La sentenza che condanna Salvatore Parolisi per l’omicidio della moglie Melania riscrive la storia del processo Rea, presenta, infatti, uno scenario del tutto nuovo e inquadra in maniera assolutamente diversa l’atto delittuoso.
Il problema è uno soltanto: la sentenza appena scritta non colma i vuoti rilevati dalla difesa né sostiene l’impianto accusatorio. E così il processo d’appello sarà modulato su tutt’altri presupposti.
“Lei stava facendo pipì e lui si è eccitato“. Questo sarebbe il momento chiave dell’omicidio Rea, Melania sarebbe morta a causa ed in ragione di questa circostanza scatenante: un bisogno fisiologico quale lo stimolo ad urinare, pochi centimetri di pelle visibili tra un pantalone arrotolato ed un giubbino invernale e l’eccitazione di un marito che non sapeva più sopportare una moglie “dominante”.
Secondo il giudice Tommolini tutto si risolverebbe in un raptus scatenato per il solo fatto che Melania si sarebbe rifiutata di amare Salvatore lì in un posto appartato e freddo, all’improvviso e poco prima di recarsi ad un appuntamento con amici.
Resta da capire perché Salvatore, ipotizzando che sia lui l’assassino come sentenziato, avesse con sé un cambio d’abiti; è necessario chiarire perché ed in che modo disponesse di un’arma da taglio, accettando le conclusioni peritali che individuano in un coltello l’arma che ha ucciso Melania; occorre ancora comprendere perché la donna sia stata uccisa velocemente e alle spalle, come ricostruito dagli esperti forensi. La negazione di un rapporto sessuale lascerebbe pensare ad una discussione o ad una lite, il trucco di Melania al momento del ritrovamento era intatto, nella postura e nelle condizioni del cadavere mancava ogni indizio di lotta. E, particolare non trascurabile, dov’era e cosa faceva Vittoria?
In pratica i buchi della ricostruzione accusatoria, se possibile, si dilatano ancora di più con questa sentenza.
Il giudice sembra opporsi all’accusa: “Ha sbagliato a puntare sui tradimenti”.
E ad un tratto la personalità di Parolisi non è più primaria. In questo senso viene accantonata l’idea, centrale nel processo, dell’uomo oppresso tra le sue due vite affettive, ovvero quella familiare e quella extraconiugale.

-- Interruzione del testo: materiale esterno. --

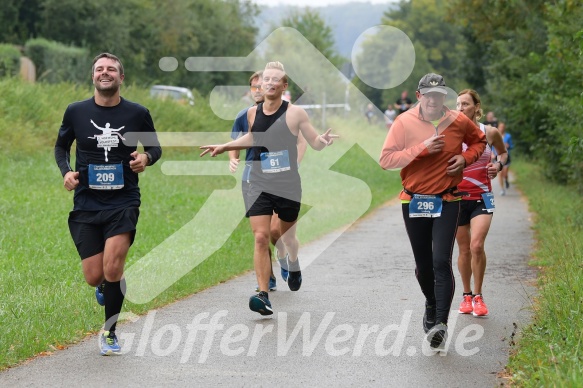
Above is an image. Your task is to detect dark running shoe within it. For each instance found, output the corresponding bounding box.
[249,291,273,315]
[423,301,436,333]
[95,282,105,306]
[426,323,448,350]
[287,270,302,291]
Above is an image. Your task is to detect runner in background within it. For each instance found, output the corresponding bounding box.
[455,89,508,317]
[495,122,513,195]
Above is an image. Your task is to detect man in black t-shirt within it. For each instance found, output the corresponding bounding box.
[394,90,413,114]
[54,52,161,356]
[483,111,498,128]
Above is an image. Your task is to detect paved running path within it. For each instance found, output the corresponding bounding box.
[0,177,535,387]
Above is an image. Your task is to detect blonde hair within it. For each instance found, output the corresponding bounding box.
[264,61,288,84]
[458,89,484,121]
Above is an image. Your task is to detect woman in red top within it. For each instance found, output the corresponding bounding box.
[455,89,508,317]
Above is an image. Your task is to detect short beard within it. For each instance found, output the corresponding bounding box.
[95,83,119,97]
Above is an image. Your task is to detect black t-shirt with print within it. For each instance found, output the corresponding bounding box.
[54,97,162,211]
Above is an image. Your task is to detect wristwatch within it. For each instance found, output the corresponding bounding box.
[497,160,504,171]
[145,152,152,166]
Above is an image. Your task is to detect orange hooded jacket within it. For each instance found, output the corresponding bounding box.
[380,103,486,202]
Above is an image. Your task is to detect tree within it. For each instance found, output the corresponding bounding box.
[262,9,346,106]
[0,0,43,45]
[34,0,258,92]
[279,8,344,68]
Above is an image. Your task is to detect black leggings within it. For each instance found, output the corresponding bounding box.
[402,200,460,324]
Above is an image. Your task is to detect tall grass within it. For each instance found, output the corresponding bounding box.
[506,160,583,386]
[0,78,401,369]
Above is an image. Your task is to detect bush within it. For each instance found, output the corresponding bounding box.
[24,38,90,84]
[0,44,21,78]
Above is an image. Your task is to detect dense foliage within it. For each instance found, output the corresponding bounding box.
[353,0,582,191]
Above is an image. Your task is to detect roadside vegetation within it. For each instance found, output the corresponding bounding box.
[505,160,583,386]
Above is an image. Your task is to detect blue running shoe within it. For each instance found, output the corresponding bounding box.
[275,248,289,282]
[100,331,121,355]
[276,250,289,282]
[95,282,105,306]
[255,276,277,292]
[280,266,289,283]
[249,291,273,315]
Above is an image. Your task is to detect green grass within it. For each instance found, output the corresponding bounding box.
[505,159,583,386]
[0,78,401,369]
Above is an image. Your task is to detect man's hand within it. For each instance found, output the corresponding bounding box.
[424,135,445,154]
[318,128,340,146]
[486,161,500,179]
[229,158,240,173]
[200,145,226,157]
[446,155,466,176]
[63,171,79,191]
[130,151,148,173]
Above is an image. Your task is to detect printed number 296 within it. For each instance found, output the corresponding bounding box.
[417,201,434,210]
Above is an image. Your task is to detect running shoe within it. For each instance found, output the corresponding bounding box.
[100,331,121,355]
[287,270,302,291]
[499,189,506,196]
[426,323,448,350]
[249,291,273,315]
[458,294,473,314]
[95,282,105,306]
[423,301,436,333]
[280,265,289,283]
[276,248,289,282]
[255,276,277,292]
[472,294,489,317]
[505,178,510,189]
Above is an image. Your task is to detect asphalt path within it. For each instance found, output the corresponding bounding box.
[0,176,536,387]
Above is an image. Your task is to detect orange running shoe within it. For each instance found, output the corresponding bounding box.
[472,294,489,317]
[458,294,473,314]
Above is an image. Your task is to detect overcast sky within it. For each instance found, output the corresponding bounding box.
[253,0,394,7]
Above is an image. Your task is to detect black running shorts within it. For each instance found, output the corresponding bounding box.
[245,191,300,222]
[458,199,492,226]
[68,207,140,259]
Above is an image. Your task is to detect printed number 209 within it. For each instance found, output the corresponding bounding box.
[96,173,115,182]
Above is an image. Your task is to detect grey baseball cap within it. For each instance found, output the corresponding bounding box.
[417,73,447,95]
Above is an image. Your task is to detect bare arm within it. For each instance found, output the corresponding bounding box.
[202,107,257,157]
[200,133,253,157]
[297,131,308,164]
[292,106,338,151]
[486,125,508,178]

All’improvviso Salvatore è un uomo piegato dalle umiliazioni di una moglie che rifiutandolo lo induce ad uccidere.
Di fatto Melania è la donna che ha accettato di superare il tradimento, che nella notissima lettera, spuntata da un cassetto della cucina durante la perquisizione filmata in casa Parolisi, chiedeva a Salvatore di ricominciare e soprattutto è la fiduciosa mamma che in nome della famiglia ha seguito il marito e lasciato la sua terra natia. Non è, insomma, sin ora mai apparsa come una donna dura, aggressiva o provocatrice.
Questa sentenza, così com’è stata scritta, potrebbe fondare un appello ove manca un costrutto accusatorio costante e certo prima che comprovato. E paradossalmente potrebbe, allora, rivelarsi una sentenza non del tutto sfavorevole per la difesa?